Credit Rating Agencies

The European Securities and Markets Authority (ESMA), the EU’s securities markets’ regulator, has published today its technical advice on sustainability considerations in the credit rating market and its final guidelines on disclosure requirements applicable to credit ratings. 

ESMA, in its advice, has assessed the level of consideration of Environmental, Social and Governance (ESG) factors in both specific credit rating actions, and the credit rating market in general. It found that, while credit rating agencies (CRAs) are considering ESG factors in their ratings, the extent of their consideration can vary significantly across asset classes, according to each CRA’s methodology.

However, given the specific role that credit ratings have in the EU regulatory framework for the purposes of assessing credit risk, it would be inadvisable to amend the CRA Regulation to explicitly mandate the consideration of sustainability characteristics in all rating assessments. Instead, ESMA proposes that the European Commission assesses whether there are sufficient regulatory safeguards in place for other products that will meet the demand for pure sustainability assessments.

Steven Maijoor, Chair, said:

“Climate change is a reality. Financial market regulation needs to reflect this by integrating sustainability considerations. To support the European Commission in this area we have advised on the level of sustainability considerations in the credit rating market, indicating that as demand for sustainability assessments increases, so does the need for vigilance on the levels of investor protection.

“We have also issued guidelines to CRAs to ensure greater transparency around where ESG factors are considered in CRAs’ credit assessments.”

CRAs need to harmonise disclosure of ESG considerations

The guidelines on disclosure requirements for credit ratings are intended to improve the overall quality and consistency of CRAs’ press releases related to their rating activity. The guidelines:

  • provide detailed guidance as to what CRAs should disclose when they issue a credit rating. This will ensure a better level of consistency in terms of the critical information included in CRAs’ press releases; and
  • require greater transparency around whether ESG factors were a key driver of the credit rating action. This will allow the users of ratings to better assess where ESG factors are affecting credit rating actions.

The European Securities and Markets Authority (ESMA) has published today amended enforcement decisions regarding Nordea Bank, Svenska Handelsbanken, SEB, and Swedbank following a decision by the Board of Appeal of the European Supervisory Authorities (BoA).
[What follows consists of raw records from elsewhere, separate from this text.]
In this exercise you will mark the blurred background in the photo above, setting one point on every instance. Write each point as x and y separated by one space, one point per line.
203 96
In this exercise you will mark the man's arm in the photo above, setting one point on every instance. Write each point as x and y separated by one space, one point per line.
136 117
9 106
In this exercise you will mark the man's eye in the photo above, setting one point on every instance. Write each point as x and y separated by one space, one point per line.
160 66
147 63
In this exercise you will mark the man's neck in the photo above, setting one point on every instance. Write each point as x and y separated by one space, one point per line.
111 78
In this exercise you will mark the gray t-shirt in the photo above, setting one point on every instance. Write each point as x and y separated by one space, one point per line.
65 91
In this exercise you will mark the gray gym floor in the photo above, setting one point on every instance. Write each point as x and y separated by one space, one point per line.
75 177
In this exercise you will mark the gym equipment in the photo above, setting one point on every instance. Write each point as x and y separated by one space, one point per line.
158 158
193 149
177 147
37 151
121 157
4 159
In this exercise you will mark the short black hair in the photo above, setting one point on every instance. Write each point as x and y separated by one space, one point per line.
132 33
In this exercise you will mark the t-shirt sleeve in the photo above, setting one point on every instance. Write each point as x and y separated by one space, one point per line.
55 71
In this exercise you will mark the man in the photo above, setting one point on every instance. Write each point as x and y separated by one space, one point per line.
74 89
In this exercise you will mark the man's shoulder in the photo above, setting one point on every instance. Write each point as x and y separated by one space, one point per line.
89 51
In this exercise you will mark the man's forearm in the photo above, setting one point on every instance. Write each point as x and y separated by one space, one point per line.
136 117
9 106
ESMA, in June 2018, fined the five banks €495,000 each and issued five public notices for negligently infringing the Credit Rating Agencies Regulation (CRAR) by issuing credit ratings without being authorised by ESMA to do so. 

Four of the five banks appealed against ESMA’s decisions in 2018 to the BoA. In February 2019, while upholding all the infringements, the BoA accepted the banks’ claim that they had not acted negligently given the very unusual circumstances of the banks' practice and while applying the high standard care required of the banks. Based on this decision, ESMA decided that the only appropriate supervisory measure in the four banks’ cases were public notices regarding the banks’ infringements and that no fine will be imposed, in accordance with CRAR.

Banks issued shadow ratings lacking registration

Between June 2011 and August 2016, the four banks issued credit research to their clients – and SEB continued to do so until May 2018. This credit research included the issuance of what the banks described as shadow ratings. These reports related to different entities and underlying financial instruments and these reports included opinions, which ESMA found met the definition of a credit rating provided for by the CRAR. However, no bank had acquired the necessary ESMA authorisation to issue ratings and such conduct infringes the CRAR which requires prior authorisation. None of the four banks was registered as a CRA nor had they applied for registration.


Under the CRAR, issuing credit ratings requires authorisation by ESMA to ensure that such ratings are independent, objective and of adequate quality and that Credit Rating Agencies (CRAs) are subject to the same rules and oversight across all EU countries. A firm, in order to be registered as a CRA in the EU, needs to provide proof that it fulfils the necessary organisational requirements and provides adequate safeguards, in particular regarding governance, conflicts of interests, internal controls, rating process and methodologies, business activities and disclosures.

Right of appeal

Any of the four banks mentioned above may appeal against this decision to the Joint Board of Appeal of the European Supervisory Authorities.